4.  Contract negotiation

It’s finally time to make a deal.  When negotiating the contract, remember price is not everything.  Making a great deal that the supplier cannot deliver is no help.  You need to make sure you have realistic, well-defined milestones and contingency plans in place, should you need them.

 With technology companies either going out of business, or being acquired, make sure you are protected.  Consider placing clauses in the contract that provide you with options in the event of acquisition or merger. 

 Contract negotiations can easily become a quagmire of legal mumbo-jumbo.  Be cautious not to fall into the trap of accepting a supplier agreement, which will tend to be one sided.  Make sure you have the criteria used to measure the supplier and system performance in writing, as well as the remedies should they not meet the criteria.  Remember, “If it’s not in the documents, it’s not in the deal!” 

 While this is not the last time you will be updating the economics, it is the opportunity to update it with final pricing and lock in an implementation budget.  You will use this to track against actual implementation costs as the project continues. 

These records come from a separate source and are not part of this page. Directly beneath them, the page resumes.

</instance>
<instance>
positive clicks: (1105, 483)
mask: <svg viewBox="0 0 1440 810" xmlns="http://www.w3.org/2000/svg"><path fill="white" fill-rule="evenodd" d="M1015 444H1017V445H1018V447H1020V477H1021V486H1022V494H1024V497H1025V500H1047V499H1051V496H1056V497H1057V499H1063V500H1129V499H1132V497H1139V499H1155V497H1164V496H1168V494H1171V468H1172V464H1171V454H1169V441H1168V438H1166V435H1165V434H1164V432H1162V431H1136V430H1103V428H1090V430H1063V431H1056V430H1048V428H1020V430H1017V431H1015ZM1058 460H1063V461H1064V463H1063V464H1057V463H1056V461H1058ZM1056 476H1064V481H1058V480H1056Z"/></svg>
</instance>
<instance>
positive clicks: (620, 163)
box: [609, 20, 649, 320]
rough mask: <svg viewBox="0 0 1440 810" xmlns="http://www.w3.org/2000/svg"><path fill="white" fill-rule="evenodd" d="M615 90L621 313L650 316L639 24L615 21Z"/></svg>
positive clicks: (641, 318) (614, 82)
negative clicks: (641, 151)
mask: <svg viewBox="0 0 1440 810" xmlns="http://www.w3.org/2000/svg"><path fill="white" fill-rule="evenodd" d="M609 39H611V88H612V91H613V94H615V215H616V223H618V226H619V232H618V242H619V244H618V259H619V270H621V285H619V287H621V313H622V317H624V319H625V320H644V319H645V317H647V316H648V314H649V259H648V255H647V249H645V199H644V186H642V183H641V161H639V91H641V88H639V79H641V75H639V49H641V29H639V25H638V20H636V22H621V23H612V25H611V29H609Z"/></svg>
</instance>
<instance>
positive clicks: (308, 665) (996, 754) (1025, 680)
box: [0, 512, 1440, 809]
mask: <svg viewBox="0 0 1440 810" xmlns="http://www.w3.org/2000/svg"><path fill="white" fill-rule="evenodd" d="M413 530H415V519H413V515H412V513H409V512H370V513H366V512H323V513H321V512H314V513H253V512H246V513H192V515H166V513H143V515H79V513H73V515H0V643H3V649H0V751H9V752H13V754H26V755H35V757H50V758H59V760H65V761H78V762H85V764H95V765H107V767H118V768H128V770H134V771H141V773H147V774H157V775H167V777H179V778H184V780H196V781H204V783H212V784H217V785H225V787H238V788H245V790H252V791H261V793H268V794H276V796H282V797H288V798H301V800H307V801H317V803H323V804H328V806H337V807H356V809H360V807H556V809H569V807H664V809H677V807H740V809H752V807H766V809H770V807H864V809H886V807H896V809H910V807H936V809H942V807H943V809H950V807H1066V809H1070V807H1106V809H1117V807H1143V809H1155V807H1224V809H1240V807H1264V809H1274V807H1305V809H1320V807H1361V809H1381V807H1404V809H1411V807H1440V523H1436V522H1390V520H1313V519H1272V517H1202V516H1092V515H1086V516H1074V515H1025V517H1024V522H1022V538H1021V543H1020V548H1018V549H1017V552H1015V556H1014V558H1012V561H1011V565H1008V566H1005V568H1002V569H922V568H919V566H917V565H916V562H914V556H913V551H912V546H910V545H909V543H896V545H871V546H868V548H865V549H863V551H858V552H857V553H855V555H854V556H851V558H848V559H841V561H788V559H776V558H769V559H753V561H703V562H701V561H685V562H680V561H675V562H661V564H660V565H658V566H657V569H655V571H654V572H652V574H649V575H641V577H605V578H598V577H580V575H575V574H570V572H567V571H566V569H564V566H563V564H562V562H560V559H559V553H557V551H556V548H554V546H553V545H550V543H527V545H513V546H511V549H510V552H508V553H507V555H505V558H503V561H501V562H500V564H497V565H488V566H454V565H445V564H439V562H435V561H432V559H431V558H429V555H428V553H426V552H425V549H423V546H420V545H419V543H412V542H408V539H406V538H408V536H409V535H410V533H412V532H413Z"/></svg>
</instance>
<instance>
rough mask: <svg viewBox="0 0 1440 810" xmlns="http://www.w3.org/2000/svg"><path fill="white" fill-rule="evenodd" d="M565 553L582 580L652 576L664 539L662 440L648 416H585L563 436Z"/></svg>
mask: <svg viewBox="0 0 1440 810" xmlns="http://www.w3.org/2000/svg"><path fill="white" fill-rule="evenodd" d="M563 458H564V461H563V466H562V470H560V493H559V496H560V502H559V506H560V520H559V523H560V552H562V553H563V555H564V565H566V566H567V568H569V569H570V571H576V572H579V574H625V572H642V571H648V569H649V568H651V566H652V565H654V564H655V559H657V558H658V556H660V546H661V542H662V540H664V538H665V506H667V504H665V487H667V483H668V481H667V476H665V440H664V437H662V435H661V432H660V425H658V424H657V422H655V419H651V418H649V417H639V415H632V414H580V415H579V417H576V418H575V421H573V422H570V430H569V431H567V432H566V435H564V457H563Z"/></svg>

 You may want to start with a letter of intent to get the ball rolling while you hammer out the contract details.  This way you are not holding up the project and rushing through the contract.

In summary

The sourcing process is not one that you can shortcut and still achieve success.  In today’s economy, everyone is running lean organizations to optimize resources, leaving everyone busy handling day-to-day operations.  This process requires dedicated resources to achieve the value used to justify the project. 

 Don’t underestimate the effort; be sure to take internal resources into account in the economics.  While they are already being paid for, if you take them away from their daily duties, you need to back fill.  If you don’t, did you really need them to begin with?  If you don’t have the resource to dedicate to this, or need additional expertise and experience, get help!  You are committing considerable resources in time and money to the project— be sure to spend it wisely

 It doesn’t end here.  It is important to review your agreements on a regular basis to identify compliance, changes in business requirements, and changes in use.  The business may have changed to a level that justifies re-negotiating your agreement to achieve a better pricing structure or service level.  A prime example is credit card use in gas stations.  As the price of fuel increased in the summer of 2001, credit card use increased along with it, as did the total purchase amount.  If your agreement with your transaction processor did not contain tiered pricing, you may have been spending much more than you needed to process these transactions.  This may present an excellent opportunity to re-negotiate.

 A structured process will eliminate many of the headaches that come with the discovery of gaps in a system that you have already purchased and scheduled to implement.  It also gives you the ability to provide stakeholders with progress reports each step of the way.  It will position you to avoid hearing:

 

 

“Where are we on this project?”

“Why haven’t we selected a supplier yet?”

“Are we going to be faced with further delays?”